Ahmad Damanhuri menambahkan, apa yang dilakukan Armaidi Tanjung dari peristiwa Nia dengan menulisnya menjadi buku merupakan kegiatan yang patut diapresiasi.
Karena dengan menulis dan dibukukan kisah Nia, maka Armaidi Tanjung sudah mengabadikannya. Baik keluarga Nia maupun Pemerintahan Nagari Guguak, sudah dicatat dan ditulis dalam buku ini.
“Buku ini mampu menjawab sejumlah informasi yang berkembang sebelumnya menyudutkan Pemerintahan Kabupaten Padang Pariaman hingga Pemerintahan Nagari Guguak. Saya salut kepada Walinagari Nagari Guguak, berbagai informasi yang menyudutkannya dalam peristiwa Nia ini, tak satupun dibalasnya, diam saja. Beruntung, dalam buku ini dijelaskan tuntas oleh penulisnya,” kata Ahmad Damanhuri.
![]() |
Penulis buku Armaidi Tanjung menyebutkan, buku ini mencoba menggambarkan sosok Nia Kurnia Sari dari narasumber yang bersentuhan langsung dengannya.

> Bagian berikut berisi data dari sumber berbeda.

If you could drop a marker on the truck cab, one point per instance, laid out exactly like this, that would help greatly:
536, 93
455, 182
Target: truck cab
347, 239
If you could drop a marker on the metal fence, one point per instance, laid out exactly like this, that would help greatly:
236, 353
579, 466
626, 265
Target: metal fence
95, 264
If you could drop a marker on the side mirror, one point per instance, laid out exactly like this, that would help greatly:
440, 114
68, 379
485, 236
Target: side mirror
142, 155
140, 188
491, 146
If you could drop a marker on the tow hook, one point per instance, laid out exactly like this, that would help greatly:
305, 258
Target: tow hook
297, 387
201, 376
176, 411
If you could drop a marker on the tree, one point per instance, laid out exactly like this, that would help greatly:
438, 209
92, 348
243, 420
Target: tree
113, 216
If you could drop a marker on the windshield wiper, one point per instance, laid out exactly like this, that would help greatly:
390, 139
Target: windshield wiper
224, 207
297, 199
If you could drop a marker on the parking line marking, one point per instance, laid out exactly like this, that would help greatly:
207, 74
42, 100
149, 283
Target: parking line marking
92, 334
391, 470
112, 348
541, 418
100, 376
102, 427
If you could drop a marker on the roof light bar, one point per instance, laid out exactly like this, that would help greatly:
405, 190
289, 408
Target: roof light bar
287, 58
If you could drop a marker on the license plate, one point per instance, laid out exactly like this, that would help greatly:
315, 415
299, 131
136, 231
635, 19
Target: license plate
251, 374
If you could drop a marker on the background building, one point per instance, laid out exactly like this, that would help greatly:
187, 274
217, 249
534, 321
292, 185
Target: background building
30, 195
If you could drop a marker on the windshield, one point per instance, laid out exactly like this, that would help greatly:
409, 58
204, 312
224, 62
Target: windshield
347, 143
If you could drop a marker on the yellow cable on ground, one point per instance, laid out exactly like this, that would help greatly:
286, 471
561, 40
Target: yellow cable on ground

Baik itu keluarga sendiri, kerabat, tetangga, teman, guru di sekolah, masyarakat Nagari Guguak, pihak lain yang terkait, termasuk komentar lain yang pernah muncul di media.
“Diakui, secara langsung tidak pernah bertemu dengan tokoh buku ini, karena sudah wafat. Kecuali berziarah ke makamnya,” kata Armaidi, penulis puluhan buku ini.
“Lebih sebulan setelah peristiwa tragis itu terjadi, baru ada keinginan menulisnya melihat begitu besarnya perhatian publik. Pertama kali berkunjung ke rumah Nia, bertemu ibunya Eli Marlina dan keluarganya, pada 27 Oktober 2024. Lebih kurang tiga bulan melakukan observasi, wawancara, pengumpulan bahan-bahan, pada Januari 2025 buku ini diterbitkan,” kata Armaidi Tanjung yang juga Sekretaris DPD SatuPena Provinsi Sumatera Barat.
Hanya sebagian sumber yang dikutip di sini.